Ted fixed pitying eyes upon her: "You poor little girl! Was it as bad as that with you? I knew I was taking advantage of your conscience, but I never dreamed you'd carried your remorse so far. Did you really believe you had to buy God's mercy? Oh, no, dear. It's only your husband that's seized the opportunity to extract a sacrifice from your Puritan conscience. But with all my selfishness, I haven't stopped you—I haven't been the end of your talent."
She started to tell him of her late emancipation from that unnecessary vow of hers; to tell him that she had tried to write again—and discovered that she could not. But she did not tell him after all. For that could only hurt and shame him—in the hour of his penitence. So she was silent, and he continued with appealing eagerness.
"I haven't been the end of your talent," he repeated. "Don't you realize, dear, that your talent isn't ended at all?"
"You mean—Eric?"
"Yes, I mean that you've handed on your gift to Eric. And he's going to have the chance I wasn't unselfish enough to let you have. Don't be afraid for him—he's going to have his chance, And he'll know what to do with it! I believe you'll be the mother of a great man—and that Eric will probably be the father of great men. I believe it will go on and on and on—what you are, what you might have done."
"But, Ted—Eric is only a child. We cannot be sure yet—
"I believe!" he insisted. "I believe this is to be your work—the work I haven't stopped."

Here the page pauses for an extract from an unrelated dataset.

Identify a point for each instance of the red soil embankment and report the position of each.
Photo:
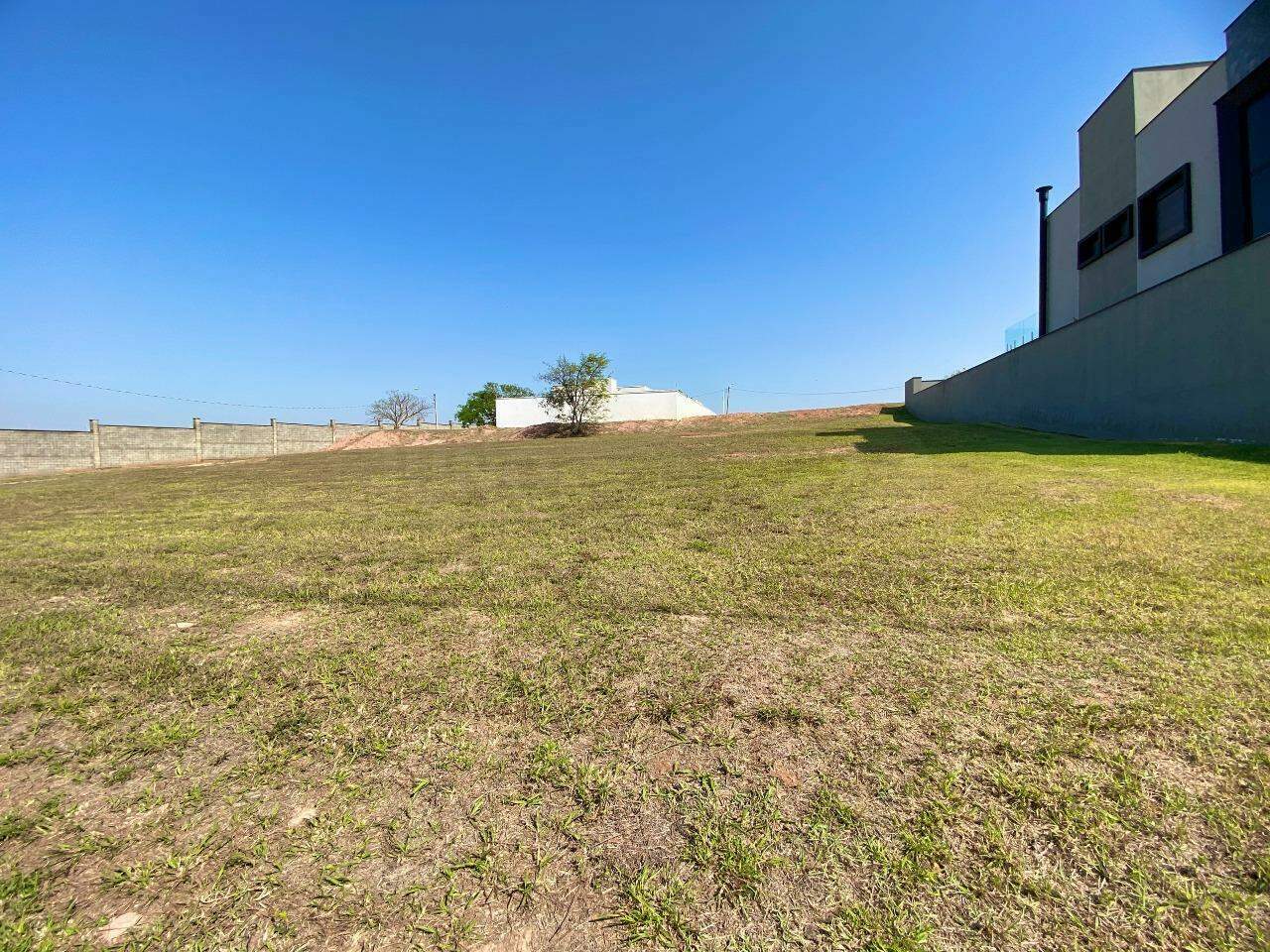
(411, 436)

And as she listened, there came to her, too, a faith in Ted's prophecy. Her gift would have its fruition in Eric—and perhaps in Eric's sons and his sons' sons. She was granted a vision of a torch passed on from one trustworthy hand to another throughout the years; and beholding that vision, she was aware that nothing she had suffered mattered at all. She could face the stars now with a heart at peace. She could watch the earth's miracles, feeling herself a part of them. From the earth sprang flowers; from her flesh had sprung her son—her son who had been born to carry on the torch. She had created beauty indeed—beauty that would outlive her life in her son's art.

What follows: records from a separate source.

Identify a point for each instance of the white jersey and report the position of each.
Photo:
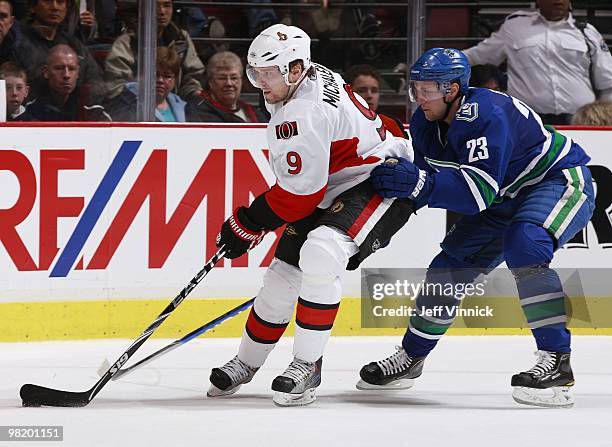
(325, 140)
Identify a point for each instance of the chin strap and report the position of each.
(294, 86)
(449, 105)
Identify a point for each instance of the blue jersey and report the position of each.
(494, 148)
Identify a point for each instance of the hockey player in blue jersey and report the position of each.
(524, 191)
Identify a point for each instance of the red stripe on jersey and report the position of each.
(263, 332)
(365, 215)
(291, 207)
(343, 154)
(315, 316)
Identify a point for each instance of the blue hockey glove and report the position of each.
(397, 177)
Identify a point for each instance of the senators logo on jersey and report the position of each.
(286, 130)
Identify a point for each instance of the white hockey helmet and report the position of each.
(278, 45)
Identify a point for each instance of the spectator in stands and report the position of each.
(598, 113)
(61, 100)
(17, 91)
(365, 81)
(169, 106)
(221, 101)
(10, 35)
(555, 63)
(487, 76)
(44, 31)
(120, 65)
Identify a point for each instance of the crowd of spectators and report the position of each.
(74, 60)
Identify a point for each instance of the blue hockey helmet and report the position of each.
(443, 65)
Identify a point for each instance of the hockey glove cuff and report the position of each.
(398, 177)
(239, 234)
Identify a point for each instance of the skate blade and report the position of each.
(294, 400)
(213, 391)
(561, 397)
(396, 385)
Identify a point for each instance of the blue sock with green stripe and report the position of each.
(528, 249)
(435, 311)
(543, 302)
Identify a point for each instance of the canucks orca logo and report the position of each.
(468, 112)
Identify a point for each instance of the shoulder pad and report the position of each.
(517, 14)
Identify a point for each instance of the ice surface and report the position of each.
(462, 399)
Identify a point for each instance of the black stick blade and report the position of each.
(36, 396)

Even Peter's image was blurred for her as she beheld her supreme vision.
And then she recalled Charlotte's words: "I sometimes question if those of us who catch a glimpse of a happiness perfect and transcendent ever experience the reality. I doubt, in fact, if any reality could stand unimpaired by that vision."
Charlotte was mistaken. There were visions which became realities; this final vision of hers would become a reality—and it would be none the less perfect and transcendent for that.
Sheila laid her hands on her husband's shoulders. "I'm glad that I've lived!" she said. And again, with a little sob, "Oh, my dear, I'm glad that I've lived!"